Welcome to Control Risks’ inaugural quarterly newsletter. Our aim is to open the doors on aspects of the interesting work we do in Indonesia and shed light on some of the common challenges our clients face when they come to us for support.

Control Risks set up its Jakarta office in 1998. At that time, the focus of our work was on helping clients to evacuate personnel and secure assets in the wake of the economic crisis and socio-political upheaval. Much like Indonesia, our work has changed dramatically since then. We still receive requests for evacuation planning, crisis management and security support, but that forms a relatively small part of our work these days. Today, the bulk of requests come from companies seeking to understand potential business partners and the stakeholders ranged around them, to implement corporate anti-corruption programs in Indonesia, and to deal with complex regulatory problems. We have also seen a small but growing number of Indonesian companies coming to us for advice as they evaluate business opportunities overseas – primarily in South-east Asia, but also in the Middle East and Africa. Our points of contact have also broadened, from security directors to heads of compliance, investment managers and president directors.

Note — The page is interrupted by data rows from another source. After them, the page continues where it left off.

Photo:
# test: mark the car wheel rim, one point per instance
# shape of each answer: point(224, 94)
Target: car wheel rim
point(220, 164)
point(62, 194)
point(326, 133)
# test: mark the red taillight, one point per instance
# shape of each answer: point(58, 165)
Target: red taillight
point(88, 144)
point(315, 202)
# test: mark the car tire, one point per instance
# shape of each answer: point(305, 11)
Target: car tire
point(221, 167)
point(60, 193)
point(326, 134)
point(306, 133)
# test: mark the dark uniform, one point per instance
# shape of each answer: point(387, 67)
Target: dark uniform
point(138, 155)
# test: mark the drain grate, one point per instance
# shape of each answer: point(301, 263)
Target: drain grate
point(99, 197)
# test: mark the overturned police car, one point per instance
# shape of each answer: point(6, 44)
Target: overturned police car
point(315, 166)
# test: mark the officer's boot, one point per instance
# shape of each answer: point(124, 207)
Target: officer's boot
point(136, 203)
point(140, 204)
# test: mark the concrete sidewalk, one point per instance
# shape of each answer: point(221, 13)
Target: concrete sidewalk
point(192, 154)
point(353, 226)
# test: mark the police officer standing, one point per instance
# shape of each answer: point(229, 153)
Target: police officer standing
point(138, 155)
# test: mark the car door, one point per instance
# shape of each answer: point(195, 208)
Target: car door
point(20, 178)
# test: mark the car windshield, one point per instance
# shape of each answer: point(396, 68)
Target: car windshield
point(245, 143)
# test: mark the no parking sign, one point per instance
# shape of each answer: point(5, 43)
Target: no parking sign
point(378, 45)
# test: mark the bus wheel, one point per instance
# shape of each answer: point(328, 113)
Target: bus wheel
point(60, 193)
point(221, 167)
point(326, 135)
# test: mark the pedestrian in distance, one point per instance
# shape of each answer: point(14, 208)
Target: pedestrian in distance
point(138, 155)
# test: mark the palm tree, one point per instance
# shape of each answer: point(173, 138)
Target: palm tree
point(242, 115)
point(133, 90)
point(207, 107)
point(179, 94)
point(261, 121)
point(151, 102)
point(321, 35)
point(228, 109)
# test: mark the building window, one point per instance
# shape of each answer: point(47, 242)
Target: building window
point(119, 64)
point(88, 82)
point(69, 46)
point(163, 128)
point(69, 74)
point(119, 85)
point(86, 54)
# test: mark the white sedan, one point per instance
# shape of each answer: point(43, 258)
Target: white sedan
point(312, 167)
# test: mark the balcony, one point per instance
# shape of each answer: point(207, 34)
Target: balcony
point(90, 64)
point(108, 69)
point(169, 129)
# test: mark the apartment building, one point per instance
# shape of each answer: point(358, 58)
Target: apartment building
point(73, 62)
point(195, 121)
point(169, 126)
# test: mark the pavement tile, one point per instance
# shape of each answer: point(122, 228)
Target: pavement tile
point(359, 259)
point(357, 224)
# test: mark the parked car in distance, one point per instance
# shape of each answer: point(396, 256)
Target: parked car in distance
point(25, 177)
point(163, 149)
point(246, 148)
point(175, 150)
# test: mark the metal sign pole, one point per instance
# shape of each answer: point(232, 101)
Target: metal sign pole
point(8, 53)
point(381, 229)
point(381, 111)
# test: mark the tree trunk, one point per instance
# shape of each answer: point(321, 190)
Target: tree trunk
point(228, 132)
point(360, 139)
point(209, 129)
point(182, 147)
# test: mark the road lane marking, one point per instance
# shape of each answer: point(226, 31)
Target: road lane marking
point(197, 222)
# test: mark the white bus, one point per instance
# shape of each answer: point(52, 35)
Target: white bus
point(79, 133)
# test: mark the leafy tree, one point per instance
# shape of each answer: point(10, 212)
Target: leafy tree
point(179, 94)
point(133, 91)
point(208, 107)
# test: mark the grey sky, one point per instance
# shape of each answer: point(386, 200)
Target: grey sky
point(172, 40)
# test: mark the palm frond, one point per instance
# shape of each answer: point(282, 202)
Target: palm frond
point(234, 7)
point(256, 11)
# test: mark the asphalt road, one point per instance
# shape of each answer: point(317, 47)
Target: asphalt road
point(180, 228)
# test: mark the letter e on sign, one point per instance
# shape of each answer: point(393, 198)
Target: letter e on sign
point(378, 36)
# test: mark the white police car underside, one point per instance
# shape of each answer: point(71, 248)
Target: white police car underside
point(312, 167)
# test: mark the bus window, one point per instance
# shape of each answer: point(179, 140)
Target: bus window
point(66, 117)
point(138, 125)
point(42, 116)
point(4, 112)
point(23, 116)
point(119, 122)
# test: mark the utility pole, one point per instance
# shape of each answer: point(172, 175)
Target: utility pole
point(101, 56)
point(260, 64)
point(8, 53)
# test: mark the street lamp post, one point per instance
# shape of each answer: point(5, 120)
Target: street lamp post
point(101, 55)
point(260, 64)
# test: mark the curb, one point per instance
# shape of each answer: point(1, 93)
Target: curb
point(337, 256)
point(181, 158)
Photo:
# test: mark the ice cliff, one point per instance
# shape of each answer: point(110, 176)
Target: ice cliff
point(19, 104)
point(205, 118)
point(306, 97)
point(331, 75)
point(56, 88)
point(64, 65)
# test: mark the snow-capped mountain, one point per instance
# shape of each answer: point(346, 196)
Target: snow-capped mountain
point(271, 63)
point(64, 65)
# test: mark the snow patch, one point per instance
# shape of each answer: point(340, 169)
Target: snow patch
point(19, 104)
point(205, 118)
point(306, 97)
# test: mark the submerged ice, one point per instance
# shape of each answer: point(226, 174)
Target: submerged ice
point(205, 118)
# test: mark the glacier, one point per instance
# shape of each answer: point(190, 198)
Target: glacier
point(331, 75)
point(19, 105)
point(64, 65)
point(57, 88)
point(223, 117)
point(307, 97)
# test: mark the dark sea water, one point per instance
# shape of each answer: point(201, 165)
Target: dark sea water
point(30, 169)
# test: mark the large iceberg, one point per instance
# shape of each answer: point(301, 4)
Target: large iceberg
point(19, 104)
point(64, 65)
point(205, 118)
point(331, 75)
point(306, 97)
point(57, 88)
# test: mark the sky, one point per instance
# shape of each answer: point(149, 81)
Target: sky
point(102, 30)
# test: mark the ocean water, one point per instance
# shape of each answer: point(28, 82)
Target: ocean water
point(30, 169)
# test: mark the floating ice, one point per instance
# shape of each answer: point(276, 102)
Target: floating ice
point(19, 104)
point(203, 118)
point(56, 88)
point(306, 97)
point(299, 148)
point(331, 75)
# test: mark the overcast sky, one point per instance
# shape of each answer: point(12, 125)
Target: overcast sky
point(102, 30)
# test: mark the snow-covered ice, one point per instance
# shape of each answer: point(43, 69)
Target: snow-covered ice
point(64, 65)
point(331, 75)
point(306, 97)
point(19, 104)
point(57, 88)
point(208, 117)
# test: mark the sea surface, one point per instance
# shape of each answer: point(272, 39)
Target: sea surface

Indonesia has bounced back as a country of interest for our clients, after a couple of years during which it was overtaken (in interest levels) by the likes of a newly accessible Myanmar and other South-east Asian bright stars like Vietnam. Despite a nagging feeling that Indonesia’s economy could perform a touch more impressively, it is hard for companies to ignore the allure of Indonesia’s compelling demographics and the dividends they are likely to yield over the next decade. This isn’t to say that the new administration won’t face a range of challenges on many fronts, as our senior advisor James Van Zorge considers in his analysis of the elections and their potential impact on businesses in Indonesia. Foreign companies, in particular, are under significant pressure to comply with international legislation and in-house compliance regimes, as Febiani Tedja, head of our Compliance, Integrity, Intelligence and Technology business, explores in her piece on top factors that businesses need to understand about a potential deal before signing.